Mr. Speaker, I rise tonight in adjournment proceedings to pursue a question that I originally put to the Prime Minister in the wake of the February 11 budget.
It is particularly timely and nothing short of an unbelievable coincidence that I rise to pursue the question of why this particular administration has chosen to go after retired civil servants, veterans, and retired members of the RCMP and change the terms on which they retired. I am speaking of their health benefits, which were part of their remuneration package when they were working in the federal government, working for us, defending Canada, sacrificing for this country. Now in their retirement the terms of their medical benefit package are being renegotiated.
I asked the Prime Minister, given that the government is trying to recoup approximately $7 billion over a six-year period, why it went after retired Canadians, people living on fixed incomes for whom this would be a real hardship when there are other alternatives. I will mention one of the alternatives that I put to the Prime Minister.
There is over $600 billion currently sloshing around in the bank accounts of corporations. The former minister of finance told us that these corporations are not merely large, wealthy corporations but are the “job creators”. We were given the fiction that by reducing Canada's corporate tax rates, the lowest in the industrialized world, we would be liberating corporations that out of the goodness of their hearts would continue to create as many jobs as possible with the monies they now had on hand.
Instead, far in excess of the proportion of such monies held in the United States by corporations there, Canada's corporations now have, as I said, over $600 billion, which former Bank of Canada governor Mark Carney has described as “dead money”. We have the former minister of finance telling us that these guys are job creators while the former governor of the Bank of Canada is telling us the reality. These corporations have accumulated so much cash but they are not using it. That cash described as “dead money” is not doing a single useful thing for the Canadian economy.
In question period I asked the Prime Minister why he chose to go after pensioners instead of making a modest change to the taxation rate of corporations, because this $600 billion is a staggering 32% of Canadian GDP. This is an amazing opportunity.

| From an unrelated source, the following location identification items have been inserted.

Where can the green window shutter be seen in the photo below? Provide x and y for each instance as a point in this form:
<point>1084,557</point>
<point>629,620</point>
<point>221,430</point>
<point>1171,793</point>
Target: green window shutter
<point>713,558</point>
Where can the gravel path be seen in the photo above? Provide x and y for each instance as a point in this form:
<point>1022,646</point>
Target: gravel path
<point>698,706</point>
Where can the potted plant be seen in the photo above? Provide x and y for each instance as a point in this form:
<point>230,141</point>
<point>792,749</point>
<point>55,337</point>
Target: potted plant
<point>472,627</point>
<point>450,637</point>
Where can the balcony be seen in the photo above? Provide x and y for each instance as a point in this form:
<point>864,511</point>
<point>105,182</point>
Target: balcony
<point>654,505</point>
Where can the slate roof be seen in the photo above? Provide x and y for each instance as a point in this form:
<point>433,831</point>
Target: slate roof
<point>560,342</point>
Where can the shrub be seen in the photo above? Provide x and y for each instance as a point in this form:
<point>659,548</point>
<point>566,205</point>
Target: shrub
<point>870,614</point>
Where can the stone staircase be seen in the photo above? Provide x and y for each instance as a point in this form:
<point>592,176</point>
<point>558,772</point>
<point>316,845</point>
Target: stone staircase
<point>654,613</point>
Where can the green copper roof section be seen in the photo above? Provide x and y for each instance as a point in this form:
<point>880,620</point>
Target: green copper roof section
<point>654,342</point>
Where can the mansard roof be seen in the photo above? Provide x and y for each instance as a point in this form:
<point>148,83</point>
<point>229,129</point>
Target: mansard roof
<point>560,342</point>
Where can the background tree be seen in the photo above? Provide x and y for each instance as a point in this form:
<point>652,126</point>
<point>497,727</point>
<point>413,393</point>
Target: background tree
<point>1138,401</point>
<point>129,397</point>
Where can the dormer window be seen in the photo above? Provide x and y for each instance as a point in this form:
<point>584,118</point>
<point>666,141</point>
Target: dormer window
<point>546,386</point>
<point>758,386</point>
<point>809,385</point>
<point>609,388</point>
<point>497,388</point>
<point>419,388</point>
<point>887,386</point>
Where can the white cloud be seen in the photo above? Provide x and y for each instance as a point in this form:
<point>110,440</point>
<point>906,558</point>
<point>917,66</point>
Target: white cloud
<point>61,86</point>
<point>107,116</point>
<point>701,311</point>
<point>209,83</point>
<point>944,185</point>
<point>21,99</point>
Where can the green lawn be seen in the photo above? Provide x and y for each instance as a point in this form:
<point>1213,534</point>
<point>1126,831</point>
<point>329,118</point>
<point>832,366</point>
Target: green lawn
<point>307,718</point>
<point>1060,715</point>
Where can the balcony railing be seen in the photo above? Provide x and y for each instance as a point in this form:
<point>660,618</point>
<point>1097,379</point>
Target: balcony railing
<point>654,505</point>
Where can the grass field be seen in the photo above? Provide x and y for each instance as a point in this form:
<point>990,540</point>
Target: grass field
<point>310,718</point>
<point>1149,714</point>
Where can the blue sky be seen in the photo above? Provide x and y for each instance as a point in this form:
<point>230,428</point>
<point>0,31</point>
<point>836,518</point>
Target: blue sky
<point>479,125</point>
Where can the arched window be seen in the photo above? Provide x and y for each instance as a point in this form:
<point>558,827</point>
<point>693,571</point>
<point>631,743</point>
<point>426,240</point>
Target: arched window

The reason I say it is an incredible coincidence that today of all days I am pursing this question is that earlier today the President of the Treasury Board held a press conference to announce that an agreement had been reached. This agreement is virtually the same thing that was announced in the budget, with some modifications. Retired members of the Canadian civil service, veterans, and so on will still move to a 50:50 cost-sharing instead of the current 75:25. There are a number of other minor changes, but these again are egregious and will create hardship.
The press release says it will not affect anyone considered a low-income senior, but low income is described as anyone making less than $16,728 as an individual or less than $22,000 as a couple. This is not enough to protect people living on fixed income. People living in dire poverty are the only ones who will be protected from these changes.
I ask the hon. parliamentary secretary if Canada could not do better for those who have served us so well.